SpaceX: NASA Aims for Historic Launch Nov 16, 2020 7:08:43 GMT
Post by Admin on Nov 16, 2020 7:08:43 GMT
SpaceX launched four astronauts on a flight to the International Space Station on Sunday, NASA’s first full-fledged mission to send a crew into orbit on board a privately owned spacecraft.
SpaceX’s newly designed Crew Dragon capsule, which the crew has dubbed Resilience, lifted off atop a SpaceX Falcon 9 rocket at 7:27pm eastern time (00:27 GMT on Monday) from NASA’s Kennedy Space Center in Cape Canaveral, Florida.
“That was one heck of a ride,” astronaut Mike Hopkins said from Crew Dragon to SpaceX mission control about an hour after liftoff. “There was a lot of smiles.”
Crew Dragon will gradually raise its orbit for the next 27 hours through a series of onboard thruster firings, aiming to dock at the International Space Station at 11pm eastern time on Monday (04:00 GMT).
An air leak caused an unexpected drop in capsule pressure less than two hours before launch, NASA officials said. But technicians said they conducted a successful leak check and the scheduled launch was still on.
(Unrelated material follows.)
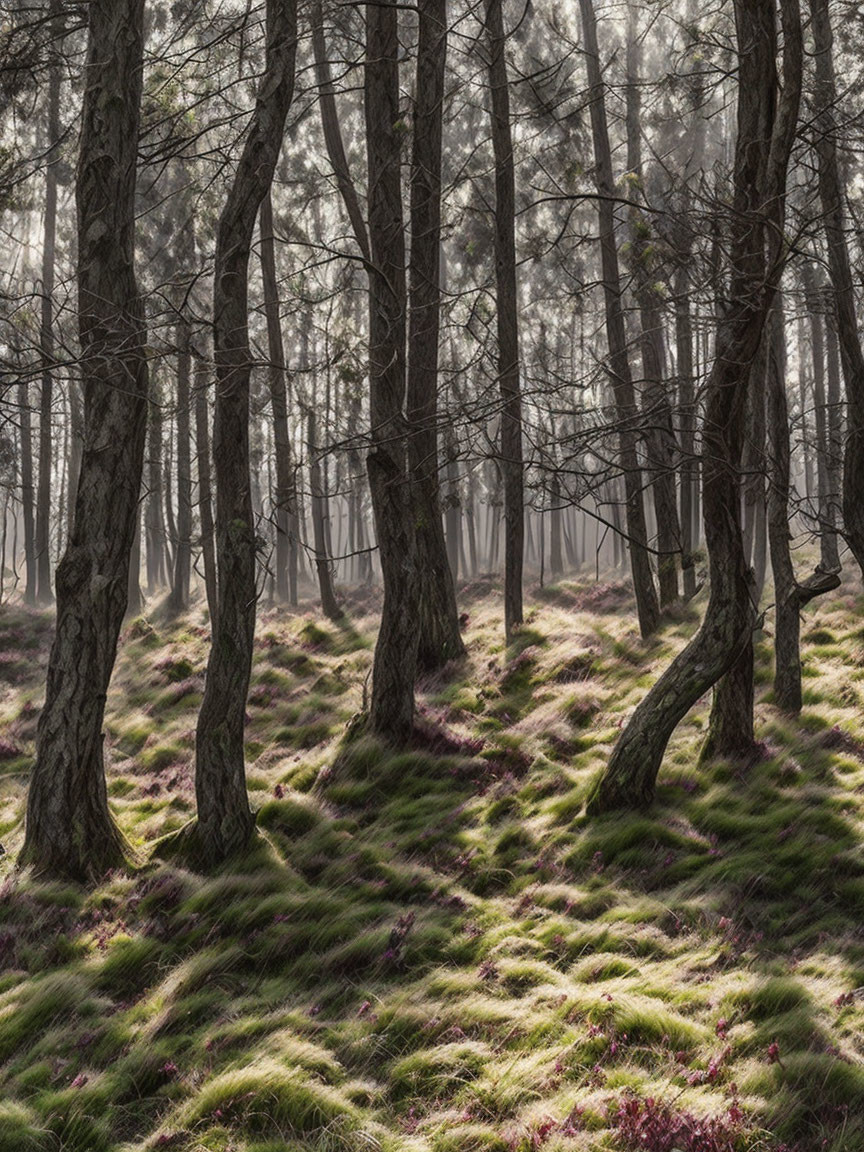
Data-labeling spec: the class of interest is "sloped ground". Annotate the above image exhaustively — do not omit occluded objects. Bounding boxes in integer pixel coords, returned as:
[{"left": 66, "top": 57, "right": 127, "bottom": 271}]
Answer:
[{"left": 1, "top": 574, "right": 863, "bottom": 1152}]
The 27-hour ride to the space station, an orbiting laboratory some 250 miles (400 kilometres) above Earth was originally scheduled to begin on Saturday. But the launch was postponed for a day due to forecasts of gusty winds – remnants of Tropical Storm Eta – that would have made a return landing for the Falcon 9’s reusable booster stage difficult, NASA officials said.
The astronauts donned their custom white flight suits and arrived at the Kennedy Space Center launch pad on schedule at 4:30pm (21:30 GMT) in three white Tesla SUVs, flanked by NASA and SpaceX personnel.
SpaceX mission operator Jay Aranha, speaking from the company’s Hawthorne, California headquarters, told the crew to “have an amazing trip, and know that we are all for one”.